La demeure du vent
 roman de Samar Yazbek

traduit de l'arabe (Syrie) par
Khaled Osman et Ola Mehanna


"Il chute dans l'inconnu d'un gouffre profond où la gravité n'a plus cours, tout juste perçoit-il le balancement de sa tête dans le vide. Seraient-ils en train de le descendre au fond d'une tombe?
S'agit-il de son enterrement ? Et cette tête, est-ce bien la sienne?"

En Syrie, un homme meurt au combat. Son unité et lui ont été fauchés par une bombe lâchée d'un avion. Seul rescapé, entre la vie et la mort, son esprit divague et l'emporte loin de la réalité, du charnier, du chaos...
Il revoit son village, revit son enfance et sa vie défile, pleine de beauté, de nature, de simplicité et de poésie!
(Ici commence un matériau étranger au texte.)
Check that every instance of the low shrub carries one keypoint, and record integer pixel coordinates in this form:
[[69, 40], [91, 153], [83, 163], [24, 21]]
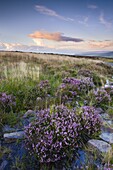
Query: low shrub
[[90, 121], [7, 102], [58, 131]]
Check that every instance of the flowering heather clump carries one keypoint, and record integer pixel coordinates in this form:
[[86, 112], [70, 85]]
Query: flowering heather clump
[[90, 121], [85, 73], [53, 135], [101, 97], [6, 102]]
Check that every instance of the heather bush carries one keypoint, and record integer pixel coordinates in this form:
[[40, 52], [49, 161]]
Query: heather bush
[[58, 131], [53, 135], [41, 90], [90, 122], [7, 102]]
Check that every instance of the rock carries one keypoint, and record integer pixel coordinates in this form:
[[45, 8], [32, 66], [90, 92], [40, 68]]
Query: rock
[[99, 145], [108, 137], [3, 165], [29, 113], [11, 137], [7, 128]]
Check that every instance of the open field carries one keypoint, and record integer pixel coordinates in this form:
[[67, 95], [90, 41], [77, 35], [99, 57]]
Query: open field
[[53, 100]]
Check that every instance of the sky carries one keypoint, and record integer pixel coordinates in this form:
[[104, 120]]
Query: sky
[[56, 26]]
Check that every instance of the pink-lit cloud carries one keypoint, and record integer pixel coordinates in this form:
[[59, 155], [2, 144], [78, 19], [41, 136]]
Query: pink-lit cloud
[[57, 36], [91, 6], [104, 21], [100, 44], [46, 11]]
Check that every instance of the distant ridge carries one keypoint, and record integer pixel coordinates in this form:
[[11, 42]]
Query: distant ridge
[[107, 54]]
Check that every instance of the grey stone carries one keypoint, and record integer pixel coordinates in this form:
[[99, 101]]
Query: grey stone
[[99, 145], [3, 165], [106, 136], [7, 128], [11, 137]]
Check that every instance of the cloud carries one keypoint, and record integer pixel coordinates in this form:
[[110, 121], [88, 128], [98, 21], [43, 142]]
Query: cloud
[[46, 11], [84, 21], [18, 47], [101, 44], [92, 6], [103, 21], [57, 36]]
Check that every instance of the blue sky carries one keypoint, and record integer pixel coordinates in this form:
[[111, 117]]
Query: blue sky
[[59, 26]]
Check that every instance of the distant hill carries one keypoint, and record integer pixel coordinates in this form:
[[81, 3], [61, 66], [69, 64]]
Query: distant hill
[[108, 54]]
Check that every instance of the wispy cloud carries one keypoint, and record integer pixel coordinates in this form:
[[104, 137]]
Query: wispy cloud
[[46, 11], [91, 6], [84, 21], [57, 36], [100, 44], [104, 21], [19, 47]]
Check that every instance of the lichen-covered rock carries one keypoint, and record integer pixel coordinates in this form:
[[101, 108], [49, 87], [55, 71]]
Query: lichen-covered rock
[[11, 137], [99, 145], [3, 165]]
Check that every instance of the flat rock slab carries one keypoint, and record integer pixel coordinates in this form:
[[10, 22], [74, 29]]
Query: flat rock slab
[[108, 137], [10, 137], [101, 146], [3, 165]]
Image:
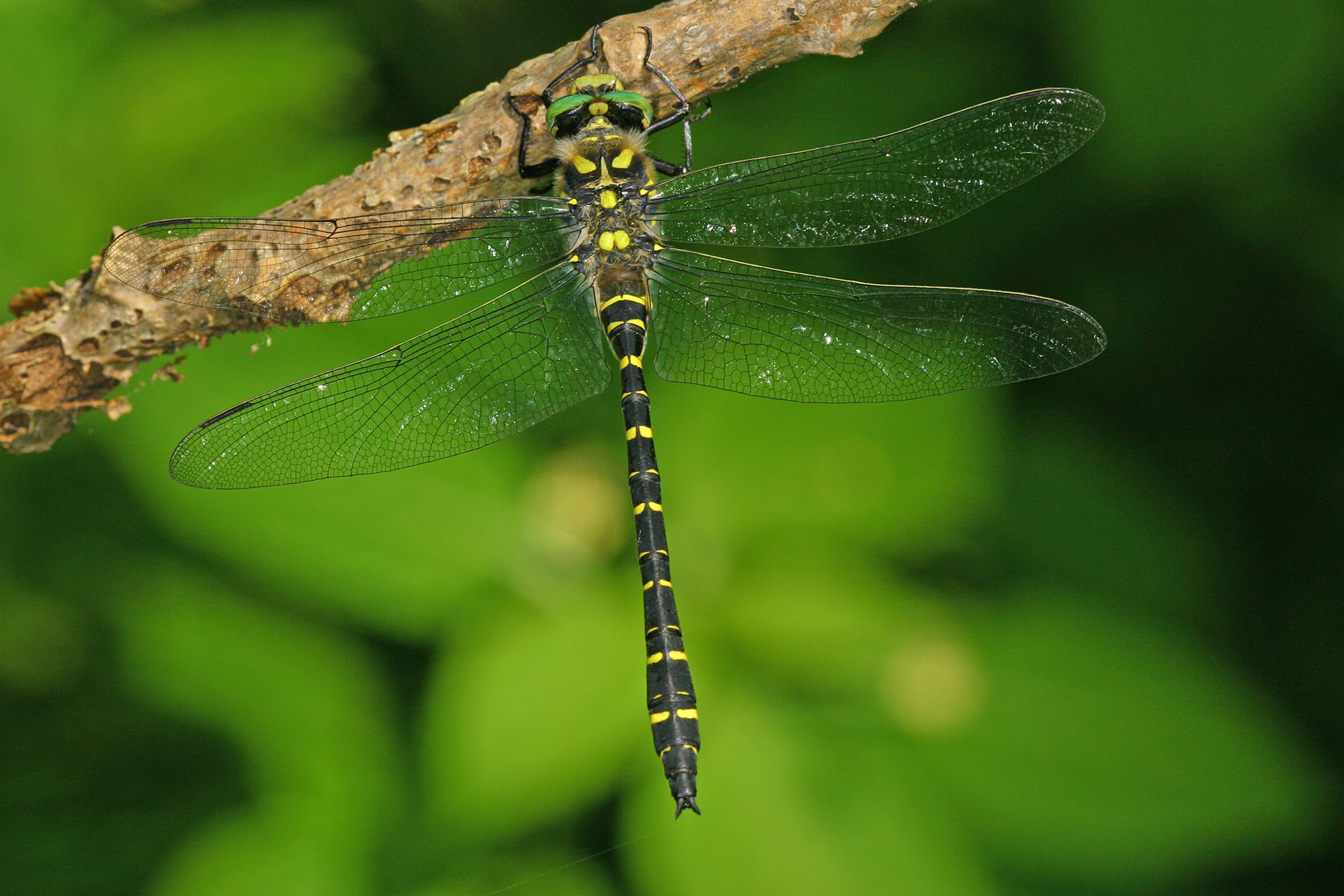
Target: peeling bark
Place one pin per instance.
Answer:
(75, 342)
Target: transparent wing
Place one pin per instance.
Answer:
(487, 375)
(880, 189)
(814, 339)
(346, 268)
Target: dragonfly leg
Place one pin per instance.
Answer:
(525, 169)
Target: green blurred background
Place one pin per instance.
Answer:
(1075, 636)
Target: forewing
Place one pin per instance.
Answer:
(471, 382)
(812, 339)
(346, 268)
(880, 189)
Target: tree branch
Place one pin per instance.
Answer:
(75, 343)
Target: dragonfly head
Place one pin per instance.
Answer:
(599, 101)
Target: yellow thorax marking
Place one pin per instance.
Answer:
(640, 300)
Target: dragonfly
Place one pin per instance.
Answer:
(596, 273)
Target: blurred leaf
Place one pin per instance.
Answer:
(1112, 753)
(536, 715)
(1083, 515)
(310, 714)
(1205, 92)
(795, 807)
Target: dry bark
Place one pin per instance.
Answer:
(73, 343)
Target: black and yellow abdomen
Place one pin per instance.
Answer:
(607, 175)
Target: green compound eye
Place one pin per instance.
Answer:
(564, 105)
(631, 99)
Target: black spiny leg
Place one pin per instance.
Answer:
(548, 166)
(525, 170)
(681, 115)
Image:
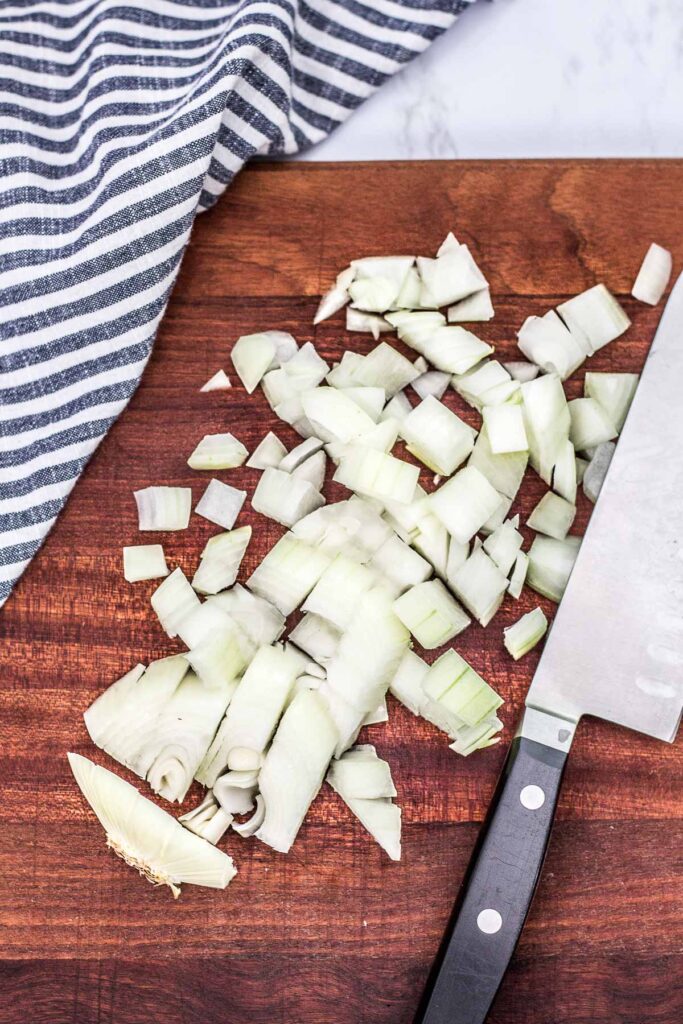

"Les nuages ici ne ressemblent pas à ceux de son village. Ceux-là, il les connaissait bien et avait pris l'habitude de les voir s'élever du fond de la vallée vers les hauteurs, en suivant un parcours sinueux. Il les voyait arriver comme un épais fleuve blanc, recouvrant le monde alentour avant de l'envelopper et de lui masquer les yeux tel un bandeau. Tous les villageois vivaient ainsi au milieu de la brume, c'était leur environnement familier dans lequel ils avaient pris l'habitude de se fondre, mais Ali avait tout de même droit à sa propre cohorte de nuages, la seule à se transformer en une longue traîne qui remuait et dansait sous les regards, semblable à la queue d'un renard de forêt. Il se postait tout en haut de sa cabane pour la suivre des yeux jusqu'à sa disparition, après quoi il pouvait de nouveau distinguer la vallée et les cimes environnantes."

Raconter la guerre avec poésie... il fallait le talent de Samar Yazbek pour y parvenir! Sa langue est belle, lumineuse, envoûtante et profonde! Son verbe se fait ode et tragédie à la fois, envolée et réalité mêlées, chaos et mélopée…

"Quant aux montagnes, qui ont vécu des millénaires, qui ont connu les guerres et les flots de sang abondants, elles se sont assagies et laissées couler jusqu'au littoral, calmes et fortes de l'assurance que tout cela n'est qu'un incident passager, que ce n'est pas cette bombe de rien du tout - larguée par erreur depuis un avion survolant leur petit groupe en patrouille sur les crêtes - qui va les effrayer."

Oh oui! La virtuosité de cette autrice syrienne est unique et indéniable!
Elle m'avait touchée et bouleversée avec ses 19 femmes, et cette fois elle a fait vibrer une corde étrange en moi, celle de la langue mêlée à la souffrance, mélangée au sang, entrelacée à la vie! La poésie à l'origine, berceau du monde et de l'existence, chant de beauté et de souffrance, de lumière et d'absence. Mot de la fin quand la lumière s'éteint. Hymne de vie et de mort.
Il est des mots qui font bien plus que transporter: ils font respirer, jusqu'à la fin, au dernier souffle!

"Le vent occupe une place privilégiée dans son coeur, car il a appris à le connaître davantage encore que les nuages, la pluie et la neige. Il boit le vent, l'engloutit comme une denrée comestible lorsqu'il passe le long de ses joues avant de se loger dans sa bouche ouverte. Il le déguste littéralement, le mastique puis finit par l'avaler pour le conserver en lui, à l'intérieur de son ventre."

Merci à Samar Yazbek pour ce voyage de mots et de maux, pour cette réalité pleine de beauté et d'authenticité.